The MS text IS IN OLD IRISH, the earliest stage of the language from which we have abundant texts. It is clearly a faithful copy of something written c. 800, because it shows linguistic features which indicate that date, and which cannot be much later, and equally cannot be much earlier.
in fact, megli, you have shown yourself so incompetent at identifying, let alone dating what you have shown me is a very significant passage from a very well-known text, that i can hardly expect you to proffer a scholarly opinion on the possible date of this modernisation.
Best ignored, I feel. [deeper sigh]
but can anyone tell me who gave it the ‘Fáistine Teachta Phádraig’ and when?

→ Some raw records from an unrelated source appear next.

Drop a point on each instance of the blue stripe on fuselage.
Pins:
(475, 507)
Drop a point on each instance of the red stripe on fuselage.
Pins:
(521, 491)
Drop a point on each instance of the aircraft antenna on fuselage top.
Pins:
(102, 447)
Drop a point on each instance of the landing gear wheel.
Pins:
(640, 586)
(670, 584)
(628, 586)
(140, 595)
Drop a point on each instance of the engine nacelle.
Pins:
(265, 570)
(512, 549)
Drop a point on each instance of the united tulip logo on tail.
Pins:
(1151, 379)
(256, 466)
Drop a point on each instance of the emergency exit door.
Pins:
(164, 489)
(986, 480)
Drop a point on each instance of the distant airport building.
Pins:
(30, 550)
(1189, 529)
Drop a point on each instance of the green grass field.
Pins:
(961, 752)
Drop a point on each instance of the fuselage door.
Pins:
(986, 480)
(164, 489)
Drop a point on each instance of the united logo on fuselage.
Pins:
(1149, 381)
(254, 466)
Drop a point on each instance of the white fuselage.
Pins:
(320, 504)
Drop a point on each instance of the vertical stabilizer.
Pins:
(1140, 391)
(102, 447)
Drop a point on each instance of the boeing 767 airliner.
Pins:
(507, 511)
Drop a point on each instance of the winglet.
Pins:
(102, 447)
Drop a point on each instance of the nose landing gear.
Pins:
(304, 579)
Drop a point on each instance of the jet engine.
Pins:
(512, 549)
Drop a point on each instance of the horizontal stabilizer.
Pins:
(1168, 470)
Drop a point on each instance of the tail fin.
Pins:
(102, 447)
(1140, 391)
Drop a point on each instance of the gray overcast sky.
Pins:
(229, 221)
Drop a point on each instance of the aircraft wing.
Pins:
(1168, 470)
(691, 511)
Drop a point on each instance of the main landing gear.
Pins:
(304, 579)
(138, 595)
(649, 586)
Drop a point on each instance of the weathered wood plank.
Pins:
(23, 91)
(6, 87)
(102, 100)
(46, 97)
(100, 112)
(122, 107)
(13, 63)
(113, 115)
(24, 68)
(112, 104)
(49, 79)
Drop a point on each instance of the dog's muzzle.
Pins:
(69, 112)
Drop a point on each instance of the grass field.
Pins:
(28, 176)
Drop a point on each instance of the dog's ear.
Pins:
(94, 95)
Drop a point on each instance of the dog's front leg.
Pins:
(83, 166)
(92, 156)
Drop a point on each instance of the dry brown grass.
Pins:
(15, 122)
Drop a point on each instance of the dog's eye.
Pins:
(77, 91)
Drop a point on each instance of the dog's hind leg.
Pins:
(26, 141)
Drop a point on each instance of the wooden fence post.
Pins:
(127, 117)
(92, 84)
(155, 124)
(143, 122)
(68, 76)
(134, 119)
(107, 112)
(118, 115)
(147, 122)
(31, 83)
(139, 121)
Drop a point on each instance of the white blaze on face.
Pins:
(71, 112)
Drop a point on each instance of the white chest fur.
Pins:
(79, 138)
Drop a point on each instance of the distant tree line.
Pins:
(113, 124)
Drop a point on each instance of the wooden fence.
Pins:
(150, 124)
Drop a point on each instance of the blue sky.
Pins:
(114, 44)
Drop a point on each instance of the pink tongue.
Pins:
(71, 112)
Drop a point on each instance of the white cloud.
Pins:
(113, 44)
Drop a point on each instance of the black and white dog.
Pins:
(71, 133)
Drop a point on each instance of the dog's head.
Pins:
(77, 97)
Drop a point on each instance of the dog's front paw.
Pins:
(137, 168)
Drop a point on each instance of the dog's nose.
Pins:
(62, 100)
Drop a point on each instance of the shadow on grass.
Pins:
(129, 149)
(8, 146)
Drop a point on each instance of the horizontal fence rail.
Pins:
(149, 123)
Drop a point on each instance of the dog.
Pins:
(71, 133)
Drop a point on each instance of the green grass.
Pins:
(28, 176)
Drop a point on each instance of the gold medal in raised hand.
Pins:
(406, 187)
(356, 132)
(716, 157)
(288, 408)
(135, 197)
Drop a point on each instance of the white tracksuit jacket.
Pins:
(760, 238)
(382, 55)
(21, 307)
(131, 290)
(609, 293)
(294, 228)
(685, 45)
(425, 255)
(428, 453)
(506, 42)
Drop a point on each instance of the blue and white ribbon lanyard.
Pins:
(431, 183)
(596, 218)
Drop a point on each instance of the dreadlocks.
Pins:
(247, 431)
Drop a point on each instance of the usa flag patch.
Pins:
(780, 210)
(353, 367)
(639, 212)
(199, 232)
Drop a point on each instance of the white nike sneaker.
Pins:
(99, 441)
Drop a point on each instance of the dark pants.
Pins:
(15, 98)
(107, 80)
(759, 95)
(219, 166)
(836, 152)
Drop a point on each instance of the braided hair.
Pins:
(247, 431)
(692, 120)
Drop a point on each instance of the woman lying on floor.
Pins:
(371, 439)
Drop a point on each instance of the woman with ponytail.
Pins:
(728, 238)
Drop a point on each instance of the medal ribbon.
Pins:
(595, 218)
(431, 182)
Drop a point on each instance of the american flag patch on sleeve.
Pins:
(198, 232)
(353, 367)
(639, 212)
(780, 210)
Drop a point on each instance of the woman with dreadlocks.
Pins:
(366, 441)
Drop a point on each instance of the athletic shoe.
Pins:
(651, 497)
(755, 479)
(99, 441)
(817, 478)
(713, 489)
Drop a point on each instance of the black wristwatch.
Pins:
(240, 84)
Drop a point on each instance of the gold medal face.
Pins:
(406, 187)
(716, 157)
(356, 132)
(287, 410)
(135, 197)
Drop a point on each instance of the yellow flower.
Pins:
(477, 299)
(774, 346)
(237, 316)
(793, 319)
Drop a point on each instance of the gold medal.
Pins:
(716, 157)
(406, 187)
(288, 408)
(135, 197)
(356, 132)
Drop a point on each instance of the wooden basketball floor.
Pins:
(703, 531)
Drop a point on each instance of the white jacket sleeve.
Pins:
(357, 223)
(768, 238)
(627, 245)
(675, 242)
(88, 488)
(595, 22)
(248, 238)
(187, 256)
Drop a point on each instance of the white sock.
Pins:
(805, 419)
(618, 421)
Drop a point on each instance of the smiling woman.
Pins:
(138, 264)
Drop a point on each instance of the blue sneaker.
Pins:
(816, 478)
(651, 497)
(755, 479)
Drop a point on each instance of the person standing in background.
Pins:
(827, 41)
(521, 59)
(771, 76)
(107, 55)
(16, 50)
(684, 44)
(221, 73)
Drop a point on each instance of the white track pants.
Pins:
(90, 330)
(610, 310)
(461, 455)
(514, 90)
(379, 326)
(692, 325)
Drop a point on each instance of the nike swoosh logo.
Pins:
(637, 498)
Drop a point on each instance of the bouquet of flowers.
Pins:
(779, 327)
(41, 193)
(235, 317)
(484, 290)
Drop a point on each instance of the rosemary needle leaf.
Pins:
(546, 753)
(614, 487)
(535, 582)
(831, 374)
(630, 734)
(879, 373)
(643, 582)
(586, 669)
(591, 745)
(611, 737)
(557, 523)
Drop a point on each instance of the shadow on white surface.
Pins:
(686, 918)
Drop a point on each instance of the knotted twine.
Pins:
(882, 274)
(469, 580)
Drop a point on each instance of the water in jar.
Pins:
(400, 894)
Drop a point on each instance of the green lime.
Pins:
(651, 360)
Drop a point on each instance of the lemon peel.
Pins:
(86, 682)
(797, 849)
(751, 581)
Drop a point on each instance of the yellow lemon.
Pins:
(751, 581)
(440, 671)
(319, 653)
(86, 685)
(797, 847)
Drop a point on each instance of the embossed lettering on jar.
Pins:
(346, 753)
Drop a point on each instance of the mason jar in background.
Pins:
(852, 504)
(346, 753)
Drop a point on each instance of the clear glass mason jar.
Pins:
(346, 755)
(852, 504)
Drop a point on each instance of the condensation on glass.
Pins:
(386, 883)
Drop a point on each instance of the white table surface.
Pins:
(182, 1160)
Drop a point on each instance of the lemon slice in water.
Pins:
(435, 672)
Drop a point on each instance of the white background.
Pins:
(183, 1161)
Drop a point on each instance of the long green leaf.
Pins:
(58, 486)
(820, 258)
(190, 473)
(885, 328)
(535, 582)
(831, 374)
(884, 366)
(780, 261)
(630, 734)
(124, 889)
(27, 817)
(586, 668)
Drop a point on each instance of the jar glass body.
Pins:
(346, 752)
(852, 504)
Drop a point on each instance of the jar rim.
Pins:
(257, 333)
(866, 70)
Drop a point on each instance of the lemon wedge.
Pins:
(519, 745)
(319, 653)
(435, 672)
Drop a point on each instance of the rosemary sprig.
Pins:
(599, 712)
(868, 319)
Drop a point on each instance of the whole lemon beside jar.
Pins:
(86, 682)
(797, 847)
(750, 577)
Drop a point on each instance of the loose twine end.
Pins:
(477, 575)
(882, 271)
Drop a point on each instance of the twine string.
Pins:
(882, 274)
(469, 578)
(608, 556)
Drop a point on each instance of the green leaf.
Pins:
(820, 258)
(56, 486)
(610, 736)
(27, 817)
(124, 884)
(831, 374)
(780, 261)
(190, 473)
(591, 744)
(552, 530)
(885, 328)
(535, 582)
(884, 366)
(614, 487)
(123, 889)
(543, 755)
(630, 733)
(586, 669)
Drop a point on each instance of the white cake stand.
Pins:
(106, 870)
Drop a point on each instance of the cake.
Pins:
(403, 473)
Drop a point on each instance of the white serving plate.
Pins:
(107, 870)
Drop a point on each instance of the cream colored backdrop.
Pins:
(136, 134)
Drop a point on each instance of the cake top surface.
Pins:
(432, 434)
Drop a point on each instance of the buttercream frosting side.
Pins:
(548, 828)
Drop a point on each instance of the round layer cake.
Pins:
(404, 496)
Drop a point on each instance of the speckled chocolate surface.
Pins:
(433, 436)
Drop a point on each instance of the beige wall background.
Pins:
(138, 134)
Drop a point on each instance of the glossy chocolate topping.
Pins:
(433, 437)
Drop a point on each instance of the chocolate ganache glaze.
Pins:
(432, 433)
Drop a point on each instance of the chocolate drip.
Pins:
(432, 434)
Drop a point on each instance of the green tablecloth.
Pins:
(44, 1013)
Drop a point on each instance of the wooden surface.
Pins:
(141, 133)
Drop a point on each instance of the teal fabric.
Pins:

No. Why don't you - orginal idea here - do some research? Why not quote us your original source? why not post us the texts from Rawlinson B and the Egerton MS, and see if they supply that title? It would involve you doing some homework. If some modern editior has given it the title 'the prophecy of the coming of patrick' - so what?! I remind you of the MS, which says immediately before the poem that Loegaire's druids 'prophesied the coming of patrick, and this is what they said'. 'The Prophecy of Patrick's coming' is a perfectly reasonable title for an editor to give it this tiny lyric. But this has no bearing on the actual Old Irish text. Which I have quoted for you.
Vyv. May I remind you - and other readers of this thread - that you don't actually know Old Irish. You've never read a text in it. You've never studied the grammar. You have never taken a class in it. You are roughly in the position of someone with a working knowledge of holiday Italian (say) criticising the work of scholars working on the most difficult Latin texts, on the grounds that thei account of the grammar of the language is not identical with that of Modern Italian. As if that was some kind of surprise. Or more closely, in fact exactly, like a Spanish person who has learnt conversational Modern English, and then proceeds to tell scholars working on Beowulf or The Wanderer that they are profoundly mistaken, without bothering to learn any Old English, prostituting a wonderful text for a series of ahistorical and off-the-wall theories. It is a mind-boggling - and really rather sad - position to find yourself in.
Why don't you go away with Peter Schrijver's new book, or the Lehmann's Introduction to Old Irish, or Quin and Strachan's Workbook and Paradigms and Glosses, and learn the language you wish to discuss. Read fifteen to twenty lengthy texts in it. Beith and I will help you if you get stuck. That should take you several years, as it takes everyone: knowing some Modern Irish is an advantage. Then when you have a good mastery of the language, come back, and we will accept you as being compentent to discuss it.